Since the force is radial, the plane of the motion will be constant, which means we can restrict the motion to the $r\theta$ coordinates (radial and azimulth directions) and ignore the $z$ component.

Using $|\vec{\dot{r}}\!|^2 = \dot{x}^2 + \dot{y}^2$, the kinetic energy $T$ is given by

$$T\label{eqkinetic}=\half m|\vec{\dot{r}}\!|^2=\half m(\dot{x}^2 + \dot{y}^2)$$

We switch to polar coordinates using equations $\ref{eqx}$ and $\ref{eqy}$ and calculate the time derivatives to be:

$\dot{x}=\dot{r}\cos{\theta} - r\dot{\theta}\sin{\theta}$

$\dot{y}=\dot{r}\sin{\theta} + r\dot{\theta}\cos{\theta}$

This gives the following after substitution:

For a quicker way, we first start with an ellipse centered at the left foci as in figure 3 and use equation $\ref{eellrtf}$ (reproduced below) for the motion as a function of $\theta$ and the eccentricity $e$: $$r = \frac{a(1-e^2)}{1 + e\cos\theta}$$ We can differentiate to get

 $\dot r$ $=$ $\frac{ae(1-e^2)\dot\theta\sin\theta}{(1+e\cos\theta)^2}$ $=$ $\frac{er^2\dot\theta\sin\theta}{a(1-e^2)}$ $=$ $\frac{e\ell\sin\theta}{a(1-e^2)}$

The important thing to notice here is that $\dot r$ only depends on $\theta$ ($\ell,a,e$ are all constant), which means $\dot r=0$ at $\theta=0,\pi$, which means the radial velocity vanishes at apicenter and pericenter.

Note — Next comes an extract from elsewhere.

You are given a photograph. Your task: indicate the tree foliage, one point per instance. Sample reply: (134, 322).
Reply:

Next, using the above equations $\ref{eqpotential}$ and $\ref{eqkinetic}$ and going to polar coordinates, we form the total energy $E$

 $E$ $=$ $T+V$ $=$ $\half m|\vec{\dot{r}}\!|^2 - \frac{GMm}{r}$ $=$ $\half m(\dot{r}^2 + r^2\dot\theta^2) - \frac{GMm}{r}\label{elagrange}$
and use the conservation of angular momentum ($L=mr^2\dot\theta$) that comes out of the Lagrangian (see below). To make things easier, we make the substitutions $\varepsilon\equiv E/m$, $\ell\equiv L/m$, and $g\equiv GM$ to give $$\varepsilon = \half\dot{r}^2 + \frac{\ell^2}{2r^2} - \frac{g}{r}\label{eereduced}$$

At apicenter and pericenter, knowing that $\dot r_a=\dot r_p=0$, we have $$\varepsilon = \frac{\ell^2}{2r^2} - \frac{g}{r}\label{eapper}$$ Rearranging to get a quadratic in $r$ gives $$2\varepsilon r^2 + 2gr - \ell^2 = 0\label{erel}$$ Solving for $r$ gives $$r = \frac{-g\pm\sqrt{g^2 + 2\ell^2\varepsilon}}{2\varepsilon}$$ Remembering that $\varepsilon\lt0$ for bound orbits, we can write $\varepsilon = -|\varepsilon|$ to get $$r = \frac{g\pm\sqrt{g^2 - 2\ell^2|\varepsilon|}}{2|\varepsilon|}\label{ere}$$

The $\pm$ sign tells you the difference between $r_a$ and $r_b$: $$r_a = \frac{g + \sqrt{g^2 - 2\ell^2|\varepsilon|}}{2|\varepsilon|}$$ $$r_p = \frac{g - \sqrt{g^2 - 2\ell^2|\varepsilon|}}{2|\varepsilon|}$$

Going back to equation $\ref{ere}$, if you remember that $2a=r_a+r_p$ you can easily write down that $2a = -g/\varepsilon$, or $$\varepsilon = -\frac{g}{2a}$$ This is a great equation - it says that for central force gravitational forces, knowing the energy of the satellite will determine the length of the major axis. Does it also tell you all you need to know the eccentricity? To answer this, go back to equation $\ref{erel}$ and substitute for $r$ using either $r_a = a(1+e) = -g(1+e)/2\varepsilon$ or the similar equation for $r_p$, and crank through. After a few lines of algebraic simplification, you should get the equation $$e = \sqrt{1+\frac{2\varepsilon\ell^2}{g^2}}\label{eeeLE}$$ From equation $\ref{eellxy}$, we see that we need 2 parameters to describe the ellipse: $a$ and $b$. So it should be no surprise that we need to know 2 constants of the motion: $\varepsilon$ and $\ell$. (And of course we can use equation $\ref{eeba}$ to find the eccentricity $e$ knowing $a$ and $b$.)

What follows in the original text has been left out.